第125話 一人と一匹、わやわやする。
いつも人で賑わう市場だが、今朝は休日なことを抜きにしても特に活気があると思っていたら、保冷庫を乗せて各地に散ったハリス運輸が戻って来たらしく、早朝の競りで落とした商売人達が店先に向こうで入荷した生鮮品を並べていた。

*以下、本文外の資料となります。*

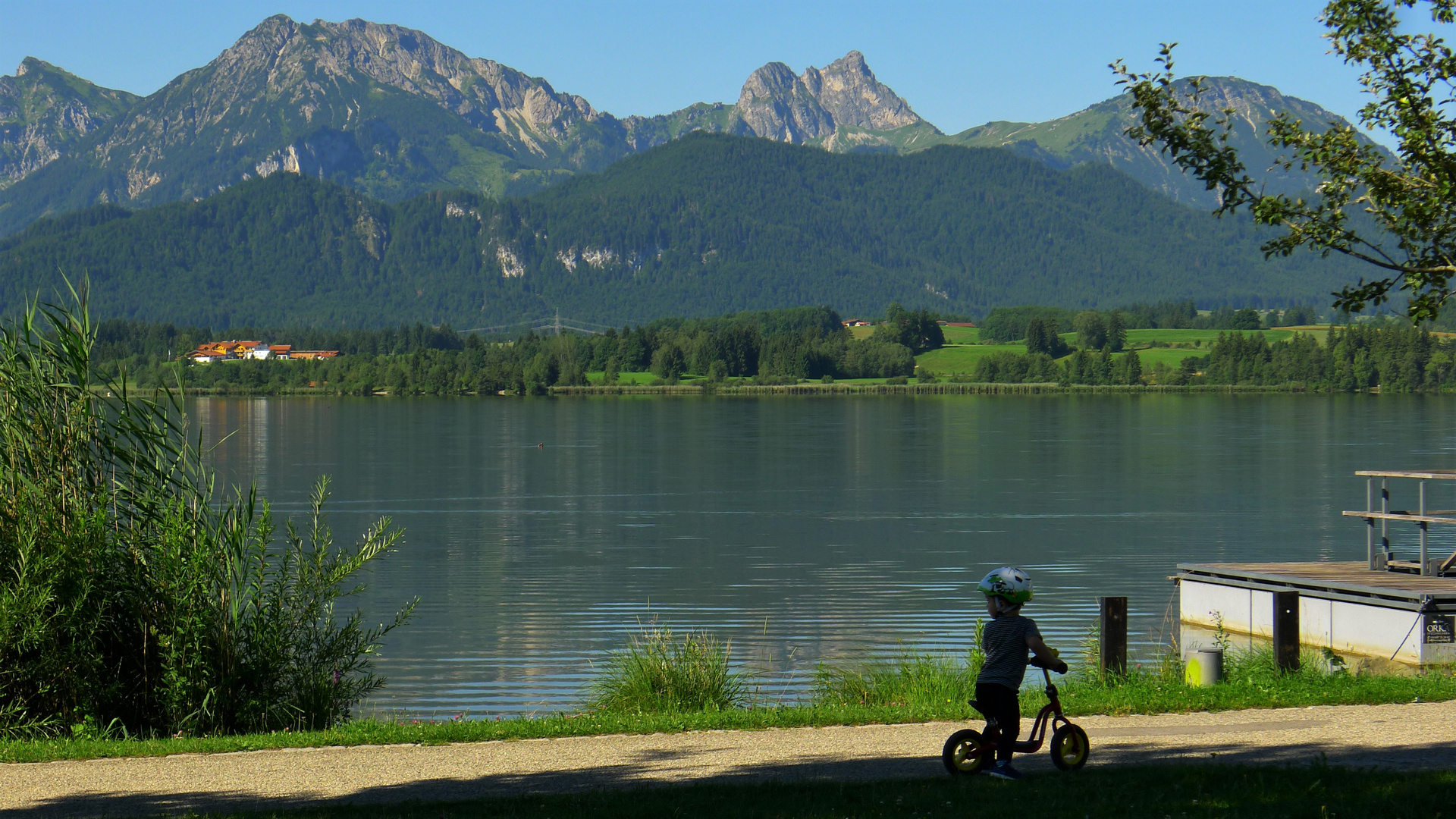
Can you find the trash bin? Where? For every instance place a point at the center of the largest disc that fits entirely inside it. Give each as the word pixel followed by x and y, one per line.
pixel 1204 667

二人と一匹で色んな店を覗いているだけでも楽しい。チーズやソーセージなど、この時期だと現地で食べるしかないものが出回っているとあって、主婦だけでなく老人や子供もそこそこいた。そのせいで当初予定していた今晩の串焼きはハーブを効かせた鳥ハムになり、それに合わせてスープは濃厚ポタージュに変更。

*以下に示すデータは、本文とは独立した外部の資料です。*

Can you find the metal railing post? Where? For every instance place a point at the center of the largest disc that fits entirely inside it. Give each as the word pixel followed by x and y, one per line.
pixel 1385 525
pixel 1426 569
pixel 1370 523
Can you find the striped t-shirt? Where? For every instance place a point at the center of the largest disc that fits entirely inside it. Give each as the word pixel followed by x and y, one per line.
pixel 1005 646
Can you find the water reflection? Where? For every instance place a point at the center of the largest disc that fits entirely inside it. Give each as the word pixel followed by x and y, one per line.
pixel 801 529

結構買い込んでしまったので、この時間帯だと半分くらい隙間が出来ているエドの店の保冷庫をあてにして、市場の通りを突っ切った。すると案の定すでに一台の保冷庫に〝売り切れ〟と札を張るレティーの背中を見つけ、その小さな背に近付いて声をかける。
「ようレティー、儲かってるか?」
「マリおはよう! えっへっへ、ボチボチね! あ、でもこの通り昨日入荷した分がもう売り切れが出ちゃったから、お昼にまた追加を持ってきて欲しいわ。あとね〝
「へいへい。分かりましたよ、ちゃっかりしてるなぁ」
「おはようレティー。朝から働き者ね。偉いわ」
「あ、お……おはようございます、奥方様。今日もお綺麗ですね」
「私との扱いの差が酷いな。断固抗議するぞレティー」
「えー? だってマリはマリなんだもん」
とはいえ気持ちは分かる。レベッカは苛烈なところはあるものの、大人しくしてれば女の子の憧れを詰め込んだお嬢様だ。でも前回の女子会でこの中身を知っても憧れの対象に出来るレティーは、ある意味強者かもしれない。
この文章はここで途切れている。